Will advertising be used in the offer or sale of franchises? If yes, then some states require advertising to be filed prior to its use.
What is the amount of the initial investment a franchisee will have to make in the business? The franchisor must estimate the expenses to be incurred by the franchisee during the pre-opening phase and the “initial period” of operating the franchised business.
What materials will the franchisee be required to obtain from the franchisor? The franchisor must describe the types of goods, services, supplies, fixtures, equipment, inventory, merchandise, computer hardware and software (including a point-of-sale system) and real estate that the franchisee must obtain from or through the franchisor, its affiliates and/or other approved suppliers.
Will the franchisor provide financing arrangements to franchisees? If yes, the franchisor must disclose the identity of any lender and the financing terms.
What assistance will the franchisor give to franchisees? This may include training, site location, construction and installation, management training, ongoing training and other assistance, advertising and loaning a copy of an operations manual.
What intellectual property (trademarks, copyrights, patents) will be licensed to the franchisee? Intellectual property must be specifically identified including information on whether it is registered and limitations on its use.
Does the franchisee have to personally operate the business? The franchisor must decide whether the franchisee must personally supervise the on-site operations of the franchised business. If it is not required, the franchisor must specify the restrictions and requirements for managers.
How much control does the franchisor want over the franchisee in its sale of goods and services? Any restrictions must be specified.
What are the terms for renewal, termination, transfer and dispute resolution? These must be specified as provided under the Federal Trade Commission Franchise Rule.
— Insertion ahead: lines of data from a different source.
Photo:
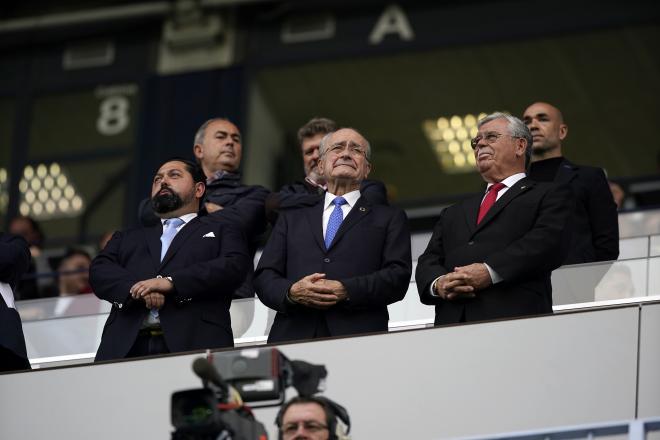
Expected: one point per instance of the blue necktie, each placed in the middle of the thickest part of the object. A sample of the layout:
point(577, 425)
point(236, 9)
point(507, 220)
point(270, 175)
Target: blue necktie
point(336, 217)
point(169, 231)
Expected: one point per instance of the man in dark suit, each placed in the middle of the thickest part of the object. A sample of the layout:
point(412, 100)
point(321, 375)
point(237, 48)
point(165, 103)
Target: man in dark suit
point(333, 268)
point(595, 223)
point(491, 256)
point(308, 191)
point(14, 262)
point(170, 284)
point(218, 148)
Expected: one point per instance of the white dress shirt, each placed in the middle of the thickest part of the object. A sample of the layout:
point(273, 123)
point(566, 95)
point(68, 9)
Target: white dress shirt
point(351, 199)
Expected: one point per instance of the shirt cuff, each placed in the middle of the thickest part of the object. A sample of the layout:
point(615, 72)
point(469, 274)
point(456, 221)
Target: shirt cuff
point(494, 276)
point(433, 284)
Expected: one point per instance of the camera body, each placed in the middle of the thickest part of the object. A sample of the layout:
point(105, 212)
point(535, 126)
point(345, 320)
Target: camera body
point(256, 376)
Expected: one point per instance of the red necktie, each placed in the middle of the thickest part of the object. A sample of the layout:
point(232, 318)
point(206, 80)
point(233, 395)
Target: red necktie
point(489, 200)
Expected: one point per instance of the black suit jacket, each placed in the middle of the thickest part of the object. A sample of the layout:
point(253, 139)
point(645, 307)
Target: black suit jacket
point(370, 256)
point(523, 237)
point(304, 194)
point(14, 262)
point(243, 207)
point(205, 272)
point(596, 222)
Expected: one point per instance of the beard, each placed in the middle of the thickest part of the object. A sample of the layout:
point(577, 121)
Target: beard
point(163, 203)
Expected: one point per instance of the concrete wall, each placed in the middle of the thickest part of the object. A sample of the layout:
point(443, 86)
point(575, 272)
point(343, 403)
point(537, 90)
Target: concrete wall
point(568, 369)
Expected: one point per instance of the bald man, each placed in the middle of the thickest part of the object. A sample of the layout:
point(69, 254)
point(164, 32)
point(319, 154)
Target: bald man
point(595, 225)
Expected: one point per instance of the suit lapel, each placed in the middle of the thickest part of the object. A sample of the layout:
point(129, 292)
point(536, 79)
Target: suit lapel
point(180, 238)
point(566, 172)
point(359, 211)
point(471, 210)
point(315, 219)
point(520, 187)
point(152, 235)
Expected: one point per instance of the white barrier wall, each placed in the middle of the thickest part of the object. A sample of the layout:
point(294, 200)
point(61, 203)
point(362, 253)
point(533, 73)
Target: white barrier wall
point(567, 369)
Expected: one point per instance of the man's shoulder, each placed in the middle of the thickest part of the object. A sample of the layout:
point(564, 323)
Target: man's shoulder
point(584, 170)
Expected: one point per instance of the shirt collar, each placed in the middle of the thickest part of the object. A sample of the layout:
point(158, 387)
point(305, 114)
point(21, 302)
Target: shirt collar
point(351, 198)
point(185, 217)
point(509, 181)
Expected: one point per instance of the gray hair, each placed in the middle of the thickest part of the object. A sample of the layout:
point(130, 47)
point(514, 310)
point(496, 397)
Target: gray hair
point(517, 129)
point(324, 143)
point(201, 131)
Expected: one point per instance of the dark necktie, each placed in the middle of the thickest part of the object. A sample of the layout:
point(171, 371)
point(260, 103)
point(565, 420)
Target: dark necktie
point(336, 217)
point(169, 231)
point(489, 200)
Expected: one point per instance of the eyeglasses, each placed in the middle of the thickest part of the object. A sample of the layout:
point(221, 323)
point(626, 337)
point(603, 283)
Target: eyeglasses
point(353, 148)
point(311, 426)
point(490, 137)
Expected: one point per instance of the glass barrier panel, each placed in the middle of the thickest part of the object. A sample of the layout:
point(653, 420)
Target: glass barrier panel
point(634, 224)
point(637, 247)
point(601, 281)
point(654, 250)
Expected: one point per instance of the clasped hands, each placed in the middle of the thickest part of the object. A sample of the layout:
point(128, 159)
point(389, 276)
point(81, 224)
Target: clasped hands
point(317, 292)
point(463, 282)
point(152, 291)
Will the franchisor make any financial performance representations? This is the only optional item of information. However, if the franchisor is going to provide prospects with information about the actual or potential financial performance of its franchised and/or franchisor-owned outlets, that information must be included in the FDD. Including a financial performance representation may make the franchise more marketable if the franchisor shares positive financial performance figures. If the information is provided, it must meet certain requirements.
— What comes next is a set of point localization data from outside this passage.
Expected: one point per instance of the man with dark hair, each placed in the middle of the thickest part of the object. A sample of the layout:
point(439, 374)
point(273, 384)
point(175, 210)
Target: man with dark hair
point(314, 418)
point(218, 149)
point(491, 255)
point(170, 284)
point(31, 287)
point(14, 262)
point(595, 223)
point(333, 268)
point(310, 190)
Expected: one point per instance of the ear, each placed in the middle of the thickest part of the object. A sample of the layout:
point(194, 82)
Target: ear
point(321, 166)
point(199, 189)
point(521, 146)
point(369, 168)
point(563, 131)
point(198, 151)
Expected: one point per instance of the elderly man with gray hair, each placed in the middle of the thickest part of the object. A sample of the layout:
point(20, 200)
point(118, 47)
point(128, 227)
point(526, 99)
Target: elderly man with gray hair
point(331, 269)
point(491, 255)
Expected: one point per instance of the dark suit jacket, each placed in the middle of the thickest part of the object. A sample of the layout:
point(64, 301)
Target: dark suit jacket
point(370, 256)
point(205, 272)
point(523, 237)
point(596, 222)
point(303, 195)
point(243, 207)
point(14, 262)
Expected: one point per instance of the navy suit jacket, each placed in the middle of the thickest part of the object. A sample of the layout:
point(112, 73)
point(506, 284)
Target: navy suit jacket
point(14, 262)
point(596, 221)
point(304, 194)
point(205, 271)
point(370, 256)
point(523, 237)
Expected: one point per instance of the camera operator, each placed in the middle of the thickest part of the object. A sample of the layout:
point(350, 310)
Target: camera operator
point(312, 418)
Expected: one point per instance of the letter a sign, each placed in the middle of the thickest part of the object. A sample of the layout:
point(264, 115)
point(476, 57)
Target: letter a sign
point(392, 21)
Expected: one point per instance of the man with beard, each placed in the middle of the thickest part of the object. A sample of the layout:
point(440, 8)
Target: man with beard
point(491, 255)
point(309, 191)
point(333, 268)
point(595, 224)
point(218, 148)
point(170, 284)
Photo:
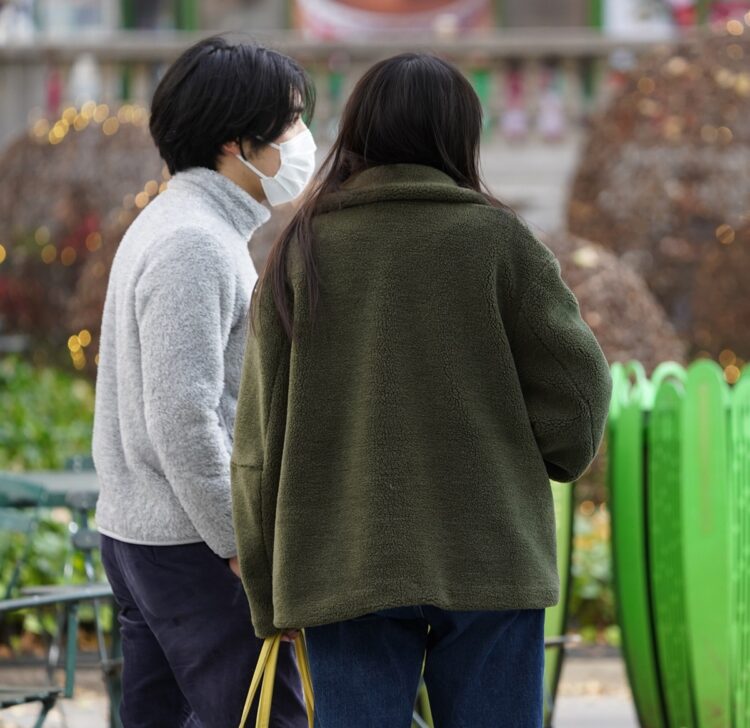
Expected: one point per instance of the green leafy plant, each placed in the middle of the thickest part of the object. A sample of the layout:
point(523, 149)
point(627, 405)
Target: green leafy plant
point(592, 605)
point(47, 416)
What financial statements are needed? Depending on which state the franchisor is in and in which states the franchisor is interested in offering franchised businesses for sale, the franchisor may need to include audited financial statements as part of its disclosure document.
What contracts are relevant to the sale of the franchise? The franchisor will need to prepare and attach contracts, such as the Franchise Agreement, Territory Attachment, Non-Disclosure, Non-Competition Agreement, Lease Rider, Release and state-required Addenda, and an individual guaranty to be signed by all owners of a corporate franchisee.
This is not a complete list of the documentation needed or the decisions that must be made for preparation of the FDD. Franchisors should consult an experienced franchise attorney to review in detail the 23 items of the FDD in order to ensure all relevant information is included.